Link to example application?

[philips]

Awesome work on this Lincoln. I wrote a quick example app to show that everything is working if you want to link to it:

https://github.com/philips/endpoint-hello

/cc @crhym3

[x1ddos]

nice! @rwl I'd love to make go-endpoints be compatible with rwl/endpoint. I had a quick look at your forked version of go-endpoints. Do you think it would be feasible to merge so that both (w/ and w/o App Engine) versions can coexist?

[rwl]

I removed all of the App Engine dependencies in my branch of go-endpoints. This included the authentication features based on the Users API.

I wanted to create an authentication interface that could have multiple implementations, including App Engine, but didn't get very far. If you have any suggestions on how to do this I would be very interested to hear them. I suspect restricting it to OAuth would make it easier.

[rwl]

I added a link to your Greetings example in the readme.

[x1ddos]

Yeah, specifically OAuth 2.
The auth verifications are currently invoked from within public CurrentUser method, and based on the supplied Authorization header (by the client making a request), looking for either bearer=<token bits go here> or oauth=<token bits go here>.
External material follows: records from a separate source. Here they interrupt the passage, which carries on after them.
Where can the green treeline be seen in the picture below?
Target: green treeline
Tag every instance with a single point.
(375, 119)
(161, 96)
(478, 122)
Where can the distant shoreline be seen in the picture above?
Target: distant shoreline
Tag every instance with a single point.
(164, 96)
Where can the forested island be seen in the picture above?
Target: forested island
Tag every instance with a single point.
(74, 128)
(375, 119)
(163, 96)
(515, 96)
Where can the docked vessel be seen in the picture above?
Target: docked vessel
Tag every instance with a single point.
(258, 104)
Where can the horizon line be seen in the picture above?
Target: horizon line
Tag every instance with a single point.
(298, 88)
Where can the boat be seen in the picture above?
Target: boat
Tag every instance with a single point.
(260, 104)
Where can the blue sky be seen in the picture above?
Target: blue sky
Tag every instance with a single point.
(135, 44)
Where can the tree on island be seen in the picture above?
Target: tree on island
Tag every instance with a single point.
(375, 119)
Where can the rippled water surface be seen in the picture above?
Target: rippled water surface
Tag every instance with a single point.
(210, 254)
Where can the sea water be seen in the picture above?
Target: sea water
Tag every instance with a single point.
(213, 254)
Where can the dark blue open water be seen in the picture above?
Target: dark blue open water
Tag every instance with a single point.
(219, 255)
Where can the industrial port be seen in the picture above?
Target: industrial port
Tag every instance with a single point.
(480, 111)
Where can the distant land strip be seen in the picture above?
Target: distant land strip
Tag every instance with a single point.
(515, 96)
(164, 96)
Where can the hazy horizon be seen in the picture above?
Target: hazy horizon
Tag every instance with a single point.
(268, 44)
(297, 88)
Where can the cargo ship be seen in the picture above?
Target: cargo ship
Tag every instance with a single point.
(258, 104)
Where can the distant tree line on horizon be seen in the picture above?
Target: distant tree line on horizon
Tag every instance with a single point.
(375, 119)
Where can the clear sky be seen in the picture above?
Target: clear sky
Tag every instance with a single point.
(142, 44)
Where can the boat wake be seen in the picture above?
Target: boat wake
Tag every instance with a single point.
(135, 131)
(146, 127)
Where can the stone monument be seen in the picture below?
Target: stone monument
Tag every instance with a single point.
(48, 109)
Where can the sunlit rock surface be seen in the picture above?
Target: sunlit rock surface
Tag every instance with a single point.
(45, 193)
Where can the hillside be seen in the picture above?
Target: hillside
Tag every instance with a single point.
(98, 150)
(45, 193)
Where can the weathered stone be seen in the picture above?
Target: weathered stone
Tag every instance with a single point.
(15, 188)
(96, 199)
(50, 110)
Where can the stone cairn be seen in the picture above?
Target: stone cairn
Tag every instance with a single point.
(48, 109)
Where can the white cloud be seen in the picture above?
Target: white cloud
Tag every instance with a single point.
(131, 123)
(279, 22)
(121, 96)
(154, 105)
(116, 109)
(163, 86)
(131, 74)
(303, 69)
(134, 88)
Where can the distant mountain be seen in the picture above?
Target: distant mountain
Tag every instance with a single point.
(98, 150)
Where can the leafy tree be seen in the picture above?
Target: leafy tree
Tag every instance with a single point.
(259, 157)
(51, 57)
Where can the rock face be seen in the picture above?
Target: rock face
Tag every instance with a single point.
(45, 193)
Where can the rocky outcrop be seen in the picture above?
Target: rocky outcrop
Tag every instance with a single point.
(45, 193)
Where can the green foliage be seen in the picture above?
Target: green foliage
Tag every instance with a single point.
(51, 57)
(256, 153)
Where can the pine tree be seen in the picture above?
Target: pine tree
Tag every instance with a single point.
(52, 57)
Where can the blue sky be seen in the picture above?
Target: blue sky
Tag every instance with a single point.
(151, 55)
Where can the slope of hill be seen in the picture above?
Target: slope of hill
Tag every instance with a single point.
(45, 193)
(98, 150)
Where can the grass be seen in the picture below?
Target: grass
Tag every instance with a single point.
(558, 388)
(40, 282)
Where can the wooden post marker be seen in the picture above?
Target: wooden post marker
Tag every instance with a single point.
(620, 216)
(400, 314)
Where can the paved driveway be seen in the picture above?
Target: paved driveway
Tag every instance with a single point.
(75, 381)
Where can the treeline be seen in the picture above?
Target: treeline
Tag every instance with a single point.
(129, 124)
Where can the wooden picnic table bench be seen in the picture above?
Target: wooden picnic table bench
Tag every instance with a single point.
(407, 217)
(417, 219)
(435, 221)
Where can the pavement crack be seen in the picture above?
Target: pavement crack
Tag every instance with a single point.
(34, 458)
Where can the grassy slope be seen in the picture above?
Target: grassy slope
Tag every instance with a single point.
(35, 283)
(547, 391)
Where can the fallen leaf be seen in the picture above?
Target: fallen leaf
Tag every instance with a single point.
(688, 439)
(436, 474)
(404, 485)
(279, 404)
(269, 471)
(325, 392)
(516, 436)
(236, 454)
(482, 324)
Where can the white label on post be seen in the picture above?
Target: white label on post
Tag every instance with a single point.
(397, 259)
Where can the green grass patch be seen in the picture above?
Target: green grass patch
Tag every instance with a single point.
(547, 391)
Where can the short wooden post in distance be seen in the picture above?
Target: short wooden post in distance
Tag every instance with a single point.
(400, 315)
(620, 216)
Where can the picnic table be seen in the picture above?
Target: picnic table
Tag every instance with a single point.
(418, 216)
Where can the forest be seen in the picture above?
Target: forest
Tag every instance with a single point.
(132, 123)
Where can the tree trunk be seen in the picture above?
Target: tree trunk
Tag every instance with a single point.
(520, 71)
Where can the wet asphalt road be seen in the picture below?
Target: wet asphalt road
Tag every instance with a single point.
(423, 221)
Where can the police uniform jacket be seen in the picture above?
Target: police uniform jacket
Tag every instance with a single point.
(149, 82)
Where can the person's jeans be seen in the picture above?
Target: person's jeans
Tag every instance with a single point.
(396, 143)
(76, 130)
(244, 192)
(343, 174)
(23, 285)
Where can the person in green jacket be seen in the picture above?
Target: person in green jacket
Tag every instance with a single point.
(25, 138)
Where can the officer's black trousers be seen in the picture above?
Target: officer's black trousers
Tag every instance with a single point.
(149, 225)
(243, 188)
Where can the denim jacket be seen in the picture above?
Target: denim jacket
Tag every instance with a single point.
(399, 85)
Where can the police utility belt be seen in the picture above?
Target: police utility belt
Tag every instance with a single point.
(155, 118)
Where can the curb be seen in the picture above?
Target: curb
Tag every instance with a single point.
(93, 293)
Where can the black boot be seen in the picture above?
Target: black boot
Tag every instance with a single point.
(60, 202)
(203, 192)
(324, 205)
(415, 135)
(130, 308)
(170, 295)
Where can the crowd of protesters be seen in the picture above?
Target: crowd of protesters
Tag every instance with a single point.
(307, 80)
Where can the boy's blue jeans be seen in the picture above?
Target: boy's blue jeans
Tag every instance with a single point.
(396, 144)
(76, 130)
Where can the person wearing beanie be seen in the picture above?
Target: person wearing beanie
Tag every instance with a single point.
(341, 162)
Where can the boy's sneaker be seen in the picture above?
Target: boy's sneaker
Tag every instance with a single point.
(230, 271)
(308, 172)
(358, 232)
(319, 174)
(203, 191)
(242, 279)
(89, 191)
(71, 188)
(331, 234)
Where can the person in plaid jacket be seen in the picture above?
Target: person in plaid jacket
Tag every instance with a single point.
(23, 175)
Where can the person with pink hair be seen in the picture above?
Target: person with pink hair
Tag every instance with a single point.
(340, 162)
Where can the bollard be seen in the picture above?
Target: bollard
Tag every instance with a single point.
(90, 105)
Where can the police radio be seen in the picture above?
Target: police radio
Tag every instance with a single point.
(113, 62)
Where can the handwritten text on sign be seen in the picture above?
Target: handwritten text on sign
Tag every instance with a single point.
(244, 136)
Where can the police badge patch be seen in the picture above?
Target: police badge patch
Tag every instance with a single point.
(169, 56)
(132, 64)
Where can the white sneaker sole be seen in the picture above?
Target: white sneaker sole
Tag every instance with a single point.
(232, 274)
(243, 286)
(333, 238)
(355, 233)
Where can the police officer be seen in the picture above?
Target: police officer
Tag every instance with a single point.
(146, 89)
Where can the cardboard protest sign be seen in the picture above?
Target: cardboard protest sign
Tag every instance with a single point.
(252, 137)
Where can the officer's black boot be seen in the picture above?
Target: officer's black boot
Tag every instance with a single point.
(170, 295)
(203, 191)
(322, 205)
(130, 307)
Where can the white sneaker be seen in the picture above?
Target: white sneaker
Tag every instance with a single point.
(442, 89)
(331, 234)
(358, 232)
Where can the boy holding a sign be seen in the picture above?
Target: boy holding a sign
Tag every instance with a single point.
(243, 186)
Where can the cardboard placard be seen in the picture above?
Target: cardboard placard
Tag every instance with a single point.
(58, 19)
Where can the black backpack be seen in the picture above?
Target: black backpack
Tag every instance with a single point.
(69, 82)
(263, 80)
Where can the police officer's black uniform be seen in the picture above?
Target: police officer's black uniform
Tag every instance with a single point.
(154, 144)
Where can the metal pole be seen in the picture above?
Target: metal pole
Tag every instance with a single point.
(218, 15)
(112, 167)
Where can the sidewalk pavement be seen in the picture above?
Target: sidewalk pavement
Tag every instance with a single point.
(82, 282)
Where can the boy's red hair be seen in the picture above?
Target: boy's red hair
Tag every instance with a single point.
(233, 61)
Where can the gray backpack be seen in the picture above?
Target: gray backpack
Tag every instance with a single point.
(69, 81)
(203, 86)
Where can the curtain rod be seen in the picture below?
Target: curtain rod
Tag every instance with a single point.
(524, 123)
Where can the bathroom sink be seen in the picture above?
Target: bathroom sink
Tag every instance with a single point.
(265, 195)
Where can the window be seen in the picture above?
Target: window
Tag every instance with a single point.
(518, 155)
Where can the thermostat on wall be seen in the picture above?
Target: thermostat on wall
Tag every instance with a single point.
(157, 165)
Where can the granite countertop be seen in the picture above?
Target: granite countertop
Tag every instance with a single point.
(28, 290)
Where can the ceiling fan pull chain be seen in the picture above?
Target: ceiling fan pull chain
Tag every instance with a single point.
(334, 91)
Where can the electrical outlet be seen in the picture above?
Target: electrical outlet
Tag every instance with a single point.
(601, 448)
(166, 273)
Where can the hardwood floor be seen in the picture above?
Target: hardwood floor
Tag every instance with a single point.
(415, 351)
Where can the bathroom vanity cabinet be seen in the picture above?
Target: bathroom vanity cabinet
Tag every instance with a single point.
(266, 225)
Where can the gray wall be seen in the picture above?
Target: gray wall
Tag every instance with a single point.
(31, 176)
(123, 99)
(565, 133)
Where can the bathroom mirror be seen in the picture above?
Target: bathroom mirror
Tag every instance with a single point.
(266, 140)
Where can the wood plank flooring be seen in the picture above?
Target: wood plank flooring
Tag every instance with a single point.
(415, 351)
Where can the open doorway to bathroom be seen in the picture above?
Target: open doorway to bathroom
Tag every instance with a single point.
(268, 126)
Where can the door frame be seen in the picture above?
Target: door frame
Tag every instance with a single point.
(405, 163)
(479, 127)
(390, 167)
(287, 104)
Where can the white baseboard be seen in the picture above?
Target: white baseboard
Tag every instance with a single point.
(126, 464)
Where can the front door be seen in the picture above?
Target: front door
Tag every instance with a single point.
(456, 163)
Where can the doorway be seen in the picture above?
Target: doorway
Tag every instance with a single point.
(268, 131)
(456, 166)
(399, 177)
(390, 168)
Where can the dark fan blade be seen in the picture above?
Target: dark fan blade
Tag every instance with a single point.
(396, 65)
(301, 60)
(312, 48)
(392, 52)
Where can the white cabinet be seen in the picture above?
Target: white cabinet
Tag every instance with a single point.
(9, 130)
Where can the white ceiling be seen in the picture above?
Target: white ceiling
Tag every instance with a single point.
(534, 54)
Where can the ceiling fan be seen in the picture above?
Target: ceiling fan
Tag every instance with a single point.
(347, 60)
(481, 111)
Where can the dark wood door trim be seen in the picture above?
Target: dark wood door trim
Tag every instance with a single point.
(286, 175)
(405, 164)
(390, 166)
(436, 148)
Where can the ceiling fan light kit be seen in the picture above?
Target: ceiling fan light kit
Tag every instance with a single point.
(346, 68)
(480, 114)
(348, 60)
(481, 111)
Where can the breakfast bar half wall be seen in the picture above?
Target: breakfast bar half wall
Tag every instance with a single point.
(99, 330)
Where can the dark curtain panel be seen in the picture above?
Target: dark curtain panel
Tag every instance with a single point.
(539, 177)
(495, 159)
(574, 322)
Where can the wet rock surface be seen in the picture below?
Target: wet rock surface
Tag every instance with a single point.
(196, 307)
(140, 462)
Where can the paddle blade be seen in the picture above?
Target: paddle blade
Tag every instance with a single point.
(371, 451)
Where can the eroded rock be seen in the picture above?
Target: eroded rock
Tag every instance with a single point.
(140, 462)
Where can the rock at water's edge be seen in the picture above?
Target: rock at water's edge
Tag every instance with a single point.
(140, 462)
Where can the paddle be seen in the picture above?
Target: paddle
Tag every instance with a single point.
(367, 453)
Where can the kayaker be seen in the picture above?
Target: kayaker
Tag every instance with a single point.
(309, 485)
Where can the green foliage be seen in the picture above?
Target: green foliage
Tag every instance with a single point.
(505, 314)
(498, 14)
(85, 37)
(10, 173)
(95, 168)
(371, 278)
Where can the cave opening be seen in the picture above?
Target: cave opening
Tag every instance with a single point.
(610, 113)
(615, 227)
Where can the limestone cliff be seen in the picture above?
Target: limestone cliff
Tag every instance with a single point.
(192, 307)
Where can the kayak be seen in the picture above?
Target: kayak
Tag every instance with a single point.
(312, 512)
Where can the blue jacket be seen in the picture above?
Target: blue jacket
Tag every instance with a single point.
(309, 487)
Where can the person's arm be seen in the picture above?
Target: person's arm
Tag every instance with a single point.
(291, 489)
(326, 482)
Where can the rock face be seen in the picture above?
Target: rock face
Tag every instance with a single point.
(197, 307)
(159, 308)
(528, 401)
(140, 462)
Once we've got auth data, it tries to validate as if it were a JWT token first- it's cheaper and faster. BTW, they also call it ID token sometimes. If that fails, it falls back to the "standard" bearer token validation. Both validations obviously check for scope, audience and clientId matching.

The validation mechanisms are really standard and have nothing to do with App Engine and its Users auth service. The only bits that are specific to Google, i.e. Google Accounts and have nothing to do with App Engine - and they will be different for every OAuth 2.0 provider - are the following:

• for JWT token validation you'll need a provider public certs. Google publishes them at this URL. I wanted to find you the same info for Facebook as an example but it looks like they don't support JWT tokens yet (couldn't find any info on dev site docs).
• for bearer token validation you'll need an URL supplied by the provider at which they can reply to you whether that token is valid. For Google it's https://www.googleapis.com/oauth2/v1/tokeninfo. For Facebook it must be graph.facebook.com/debug_token - found it in Inspecting auth tokens section.

So, it really looks like it's a matter of gathering JWT/bearer token validation info for different providers and making it work across all of them: I'd probably expect some differences in implementations.

Closer to the code, I was thinking about something like endpoints.AddAuthProvider(...) method which users can invoke in an init function, after or before they register their services/API handlers. This would allow anyone to implement a custom auth verification, not even necessarily OAuth.

What do you think, makes sense?

[rwl]

One other thing I had to remove was the Context code. This seems to be App Engine specific. Embedding the App Engine context and being passed when calling a Data Store query. Should the Context be retained and still used to get the current User?

One thing I like about the Java implementation of Endpoints is that if your RPC method has a User argument then it requires authentication and the user argument is populated with the result. It looks as if a replacement for the appengine.User type is required. Perhaps if this were an interface and if the request argument to a RPC method implicitly implemented it then authentication would be invoked.

Your endpoints.AddAuthProvider approach sounds good. I wouldn't mind if only a Google provider, the details for which we already have, was provided to start with. So long as we can eliminate the App Engine dependencies and create a generic interface that can be implemented for other providers in the future.

[rwl]

I am beginning to understand you explanation of the token validation procedure @crhym3. I have added three Provider interfaces.

So far, I have gathered info for Facebook, Github and Amazon. I would like to include an OSIN provider eventually also.

Can you have a quick look and let me know if my approach is in line with how you imagined it. It would be great to get this merged into your repo eventually.